Он вышел, осторожно и тихо прикрыв за собой двери, и Клэр подскочила, заметалась по каюте, лихорадочно отыскивая хоть какую-нибудь одежду, чтоб прикрыть свою наготу. Кто знает, куда и зачем пошел Дракон? Быть может, сейчас он вынесет ей приговор и вытащит из каюты, чтобы повесить на рее? В этом случае не хотелось бы, чтоб ее протащили голой мимо зевак, отпускающих сальные шуточки про ее задницу, в последние-то минуты ее жизни!
Неплохо вообще было бы найти хоть какую-нибудь сорочку — ее собственная пришла в полную негодность. Штаны были целы, но лишены пояса, а потому сваливались и болтались на Клэр мешком… Лихорадочно копаясь в каких-то сундуках, Клэр находила лишь легкие шелка, и эта бесполезная роскошь, веселые нарядные тряпки, приводили ее в бешенство. Неужто чертов мальчишка, этот гладкий пижон, не носит ничего, кроме этого?! Ни теплого камзола, ни крепких полотняных рубашек?
А потом Клэр вспомнила, какая горячая у него кожа, и покраснела, припоминая прикосновение его ладоней на внутренних сторонах своих бедер. Его касания были обжигающими; зачем ему теплое белье?.. Живот ее дрогнул, она словно ощутила движения его члена в своем теле и даже заскулила, присев — настолько эти ощущения были яркими и сильными.
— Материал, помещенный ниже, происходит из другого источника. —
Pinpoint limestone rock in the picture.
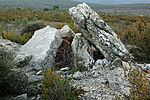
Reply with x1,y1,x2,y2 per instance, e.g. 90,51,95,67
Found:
73,71,83,80
69,3,132,60
60,25,75,42
14,52,32,68
20,26,62,69
71,33,94,68
0,39,21,51
14,94,28,100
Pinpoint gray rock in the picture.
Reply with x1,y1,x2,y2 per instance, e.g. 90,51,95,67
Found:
20,26,62,69
7,69,28,95
28,74,43,83
60,25,75,42
14,52,32,68
27,86,41,96
0,39,21,51
69,3,132,61
71,33,94,68
73,71,83,80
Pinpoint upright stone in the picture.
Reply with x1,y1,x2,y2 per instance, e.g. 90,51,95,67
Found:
71,33,94,68
69,3,132,61
20,26,62,69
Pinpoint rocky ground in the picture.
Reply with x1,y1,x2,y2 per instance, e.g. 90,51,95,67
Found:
0,3,150,100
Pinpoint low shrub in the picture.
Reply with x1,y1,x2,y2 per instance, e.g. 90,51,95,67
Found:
118,18,150,63
127,65,150,100
0,48,27,98
2,29,31,44
42,69,76,100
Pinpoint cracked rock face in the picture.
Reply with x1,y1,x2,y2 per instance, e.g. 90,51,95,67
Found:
69,3,132,61
71,33,94,68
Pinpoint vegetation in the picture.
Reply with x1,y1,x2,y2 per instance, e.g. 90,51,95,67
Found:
127,64,150,100
42,69,76,100
0,48,27,97
2,29,31,44
118,18,150,62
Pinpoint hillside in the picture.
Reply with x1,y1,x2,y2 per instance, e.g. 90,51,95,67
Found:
0,0,77,9
0,0,150,16
74,0,150,4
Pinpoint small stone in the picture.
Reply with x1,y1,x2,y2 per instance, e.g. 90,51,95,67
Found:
15,94,28,100
36,70,42,75
73,71,83,80
93,71,99,78
83,87,90,92
28,75,43,83
60,67,70,72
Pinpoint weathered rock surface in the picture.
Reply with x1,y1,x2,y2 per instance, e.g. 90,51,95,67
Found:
20,26,62,69
71,33,94,68
73,60,130,100
14,52,32,68
0,39,21,51
60,25,75,42
69,3,132,61
0,39,31,67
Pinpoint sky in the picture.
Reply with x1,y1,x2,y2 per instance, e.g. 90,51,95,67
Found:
74,0,150,4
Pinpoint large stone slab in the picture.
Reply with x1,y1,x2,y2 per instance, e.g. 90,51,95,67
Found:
71,33,94,68
20,26,62,69
69,3,132,61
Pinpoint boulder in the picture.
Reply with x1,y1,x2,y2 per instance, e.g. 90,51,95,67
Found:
60,25,75,42
20,26,62,69
53,39,74,69
69,3,132,61
0,39,21,51
71,33,94,68
73,71,83,80
14,52,32,68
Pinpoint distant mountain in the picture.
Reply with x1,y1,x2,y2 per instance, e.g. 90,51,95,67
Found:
74,0,150,4
0,0,77,9
0,0,150,16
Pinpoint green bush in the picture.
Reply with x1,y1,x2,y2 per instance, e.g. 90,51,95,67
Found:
126,18,150,62
2,29,31,44
21,21,46,36
0,48,28,98
42,69,76,100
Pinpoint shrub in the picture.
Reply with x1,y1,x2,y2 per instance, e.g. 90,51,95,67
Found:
2,29,31,44
126,18,150,62
127,64,150,100
0,48,27,97
42,69,76,100
21,21,46,36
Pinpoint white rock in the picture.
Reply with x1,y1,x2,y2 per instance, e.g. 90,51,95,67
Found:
73,71,83,80
69,3,132,61
71,33,94,68
20,26,62,69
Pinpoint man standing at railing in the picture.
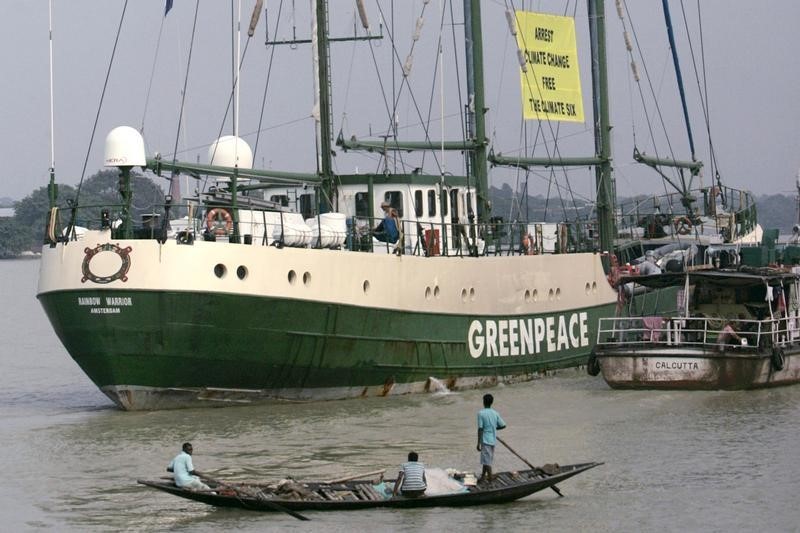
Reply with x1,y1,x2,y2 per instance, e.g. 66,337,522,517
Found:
373,202,400,244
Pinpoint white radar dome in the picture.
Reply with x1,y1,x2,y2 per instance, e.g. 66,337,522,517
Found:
208,135,253,168
104,126,147,167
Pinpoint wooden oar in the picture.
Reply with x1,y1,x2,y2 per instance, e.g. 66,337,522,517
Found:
195,472,310,520
495,436,564,498
326,468,386,484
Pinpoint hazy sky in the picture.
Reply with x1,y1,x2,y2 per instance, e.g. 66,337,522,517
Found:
0,0,800,199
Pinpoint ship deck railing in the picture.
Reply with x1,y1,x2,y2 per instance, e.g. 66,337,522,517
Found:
47,200,599,257
597,315,800,350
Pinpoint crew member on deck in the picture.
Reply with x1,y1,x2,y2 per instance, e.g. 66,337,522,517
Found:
373,202,400,244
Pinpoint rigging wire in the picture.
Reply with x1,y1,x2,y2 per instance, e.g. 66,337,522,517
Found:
167,0,200,175
139,13,167,136
617,0,675,200
74,0,128,203
506,0,578,222
681,0,722,185
255,0,286,161
378,2,442,173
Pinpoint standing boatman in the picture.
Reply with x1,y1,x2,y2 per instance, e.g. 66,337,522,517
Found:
478,394,506,482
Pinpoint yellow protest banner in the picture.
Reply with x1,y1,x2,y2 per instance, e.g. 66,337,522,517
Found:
515,11,584,122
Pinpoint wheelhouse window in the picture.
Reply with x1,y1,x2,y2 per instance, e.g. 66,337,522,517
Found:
300,194,314,218
356,192,371,218
383,191,403,217
269,194,289,207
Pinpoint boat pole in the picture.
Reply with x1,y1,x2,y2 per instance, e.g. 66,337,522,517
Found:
495,436,564,498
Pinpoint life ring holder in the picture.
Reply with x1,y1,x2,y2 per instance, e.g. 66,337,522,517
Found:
206,207,233,237
586,350,600,376
673,216,693,235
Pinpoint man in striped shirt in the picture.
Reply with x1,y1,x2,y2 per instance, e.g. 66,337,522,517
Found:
392,452,428,498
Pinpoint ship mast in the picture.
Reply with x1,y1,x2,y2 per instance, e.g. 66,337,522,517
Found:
312,0,334,212
588,0,616,252
464,0,491,223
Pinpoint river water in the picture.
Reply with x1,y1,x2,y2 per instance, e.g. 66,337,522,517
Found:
0,260,800,532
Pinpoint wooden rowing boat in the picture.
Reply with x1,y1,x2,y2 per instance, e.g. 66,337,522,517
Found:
138,462,603,511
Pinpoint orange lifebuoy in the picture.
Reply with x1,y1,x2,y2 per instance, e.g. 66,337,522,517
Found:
675,217,692,235
206,207,233,236
522,233,536,255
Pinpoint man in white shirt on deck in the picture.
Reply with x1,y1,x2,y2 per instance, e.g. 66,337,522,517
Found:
167,442,210,490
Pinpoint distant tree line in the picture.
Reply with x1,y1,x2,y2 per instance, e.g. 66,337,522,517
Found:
0,170,164,259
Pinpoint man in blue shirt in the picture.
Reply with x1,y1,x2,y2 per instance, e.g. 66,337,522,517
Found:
392,452,428,498
478,394,506,482
373,202,400,244
167,442,210,490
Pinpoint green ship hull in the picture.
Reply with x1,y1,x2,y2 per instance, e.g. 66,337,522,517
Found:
40,284,613,409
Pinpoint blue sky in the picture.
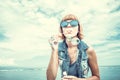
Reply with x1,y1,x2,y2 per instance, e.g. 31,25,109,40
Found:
0,0,120,67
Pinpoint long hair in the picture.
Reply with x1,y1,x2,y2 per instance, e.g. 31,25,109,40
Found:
60,14,83,40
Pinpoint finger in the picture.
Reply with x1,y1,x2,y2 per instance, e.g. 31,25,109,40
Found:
64,76,74,79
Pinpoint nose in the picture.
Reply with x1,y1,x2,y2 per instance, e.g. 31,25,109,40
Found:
67,24,72,28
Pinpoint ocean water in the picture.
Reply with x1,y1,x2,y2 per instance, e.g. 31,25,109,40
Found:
0,66,120,80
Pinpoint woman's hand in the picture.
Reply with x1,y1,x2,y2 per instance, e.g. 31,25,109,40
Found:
62,76,78,80
49,34,62,50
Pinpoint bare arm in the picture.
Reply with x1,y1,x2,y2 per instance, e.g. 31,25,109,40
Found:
46,51,58,80
87,47,100,80
46,36,59,80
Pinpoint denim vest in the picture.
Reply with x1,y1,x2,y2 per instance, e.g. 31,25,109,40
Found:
58,40,89,78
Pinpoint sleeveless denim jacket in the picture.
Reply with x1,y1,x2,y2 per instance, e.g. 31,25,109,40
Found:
58,40,89,78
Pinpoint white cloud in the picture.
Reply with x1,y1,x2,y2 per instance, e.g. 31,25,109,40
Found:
0,58,17,66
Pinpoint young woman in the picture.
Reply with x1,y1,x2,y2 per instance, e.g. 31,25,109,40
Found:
46,14,100,80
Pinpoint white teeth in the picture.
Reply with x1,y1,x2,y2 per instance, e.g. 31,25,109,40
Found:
67,37,80,45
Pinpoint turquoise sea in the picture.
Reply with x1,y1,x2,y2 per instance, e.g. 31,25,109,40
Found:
0,66,120,80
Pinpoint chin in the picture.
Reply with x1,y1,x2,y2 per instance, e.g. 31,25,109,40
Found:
65,34,76,37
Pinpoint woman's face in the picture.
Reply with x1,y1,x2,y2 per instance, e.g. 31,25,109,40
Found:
62,20,78,38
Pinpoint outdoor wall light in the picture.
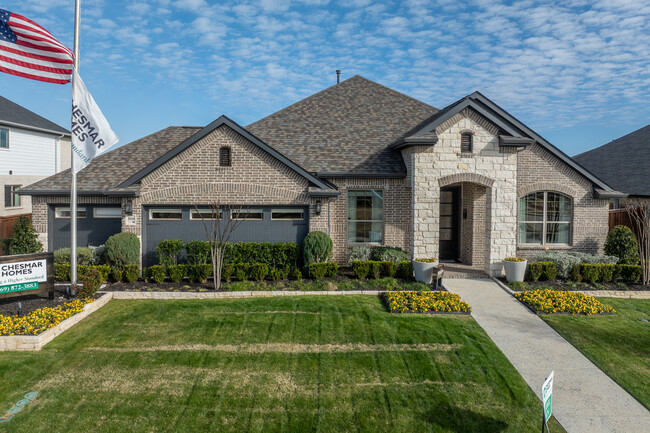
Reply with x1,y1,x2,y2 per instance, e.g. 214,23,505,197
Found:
124,200,133,215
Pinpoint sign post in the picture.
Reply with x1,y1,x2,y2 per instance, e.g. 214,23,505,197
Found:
0,253,54,299
542,371,555,433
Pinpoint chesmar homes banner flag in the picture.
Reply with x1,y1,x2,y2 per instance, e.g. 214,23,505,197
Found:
72,71,120,173
0,9,74,84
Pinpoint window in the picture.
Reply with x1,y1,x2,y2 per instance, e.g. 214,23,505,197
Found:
0,128,9,149
219,147,232,167
149,209,183,220
190,208,223,220
519,191,572,245
271,209,305,220
54,207,86,218
5,185,21,207
460,132,473,153
231,209,264,220
348,189,384,243
93,207,122,218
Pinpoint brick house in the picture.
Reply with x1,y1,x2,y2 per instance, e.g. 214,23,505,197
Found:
22,76,622,274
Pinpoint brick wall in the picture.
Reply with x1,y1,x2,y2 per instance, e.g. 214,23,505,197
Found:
517,144,609,258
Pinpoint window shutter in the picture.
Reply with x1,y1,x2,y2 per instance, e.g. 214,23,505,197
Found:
460,132,472,153
219,147,231,167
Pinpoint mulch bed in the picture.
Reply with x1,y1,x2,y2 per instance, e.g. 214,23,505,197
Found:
0,289,100,316
499,277,650,292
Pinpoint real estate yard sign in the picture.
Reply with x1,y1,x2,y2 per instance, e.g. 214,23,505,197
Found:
0,253,54,298
542,371,555,431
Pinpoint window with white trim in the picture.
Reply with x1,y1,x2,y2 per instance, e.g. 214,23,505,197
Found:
0,128,9,149
5,185,22,207
149,209,183,221
519,191,573,245
54,206,86,218
348,189,384,243
93,207,122,218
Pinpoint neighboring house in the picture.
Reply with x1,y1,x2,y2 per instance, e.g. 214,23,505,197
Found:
17,76,622,274
573,125,650,208
0,96,70,238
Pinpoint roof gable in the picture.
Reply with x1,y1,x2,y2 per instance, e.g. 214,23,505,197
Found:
0,96,70,136
117,116,331,190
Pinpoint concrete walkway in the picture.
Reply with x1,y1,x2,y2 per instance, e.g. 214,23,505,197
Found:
444,279,650,433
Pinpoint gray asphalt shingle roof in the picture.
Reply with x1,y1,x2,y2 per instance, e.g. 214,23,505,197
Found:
246,75,438,176
0,96,70,135
573,125,650,196
25,126,201,192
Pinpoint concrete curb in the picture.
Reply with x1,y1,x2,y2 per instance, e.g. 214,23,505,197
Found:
0,293,113,352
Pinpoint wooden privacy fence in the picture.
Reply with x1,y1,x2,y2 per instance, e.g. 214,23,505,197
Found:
0,214,32,255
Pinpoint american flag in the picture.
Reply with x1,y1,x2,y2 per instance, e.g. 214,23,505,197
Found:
0,9,74,84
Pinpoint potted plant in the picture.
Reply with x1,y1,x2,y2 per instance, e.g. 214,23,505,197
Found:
503,257,528,282
413,258,437,284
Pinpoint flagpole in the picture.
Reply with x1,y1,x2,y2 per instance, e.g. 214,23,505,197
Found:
70,0,81,290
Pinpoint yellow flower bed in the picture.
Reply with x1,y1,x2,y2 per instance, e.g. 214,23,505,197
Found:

— Наваждение какое-то, — простонала она, снова и снова переживая сладкие спазмы от одного только воспоминания о том, как ласкает Дракон.
Кое-как отыскав более-менее понятную вещь — длинный черный шелковый халат с ярким алым рисунком, — она натянула его и крепко завязала пояс. Может, Дракон и был худощавым, но Клэр утонула в его вещи, которая оказалась ей слишком велика. Халат все еще хранил запах его тела и сладких благовоний. Они теплым облаком окутали Клер, и девушка вновь задохнулась от нахлынувших на нее воспоминаний, тревожащих, сладких, на миг представив себя в его объятьях. Ей показалось, что это не шелк, а его ладони вкрадчиво скользнули по ее плечам, его черные волосы коснулись ее щеки…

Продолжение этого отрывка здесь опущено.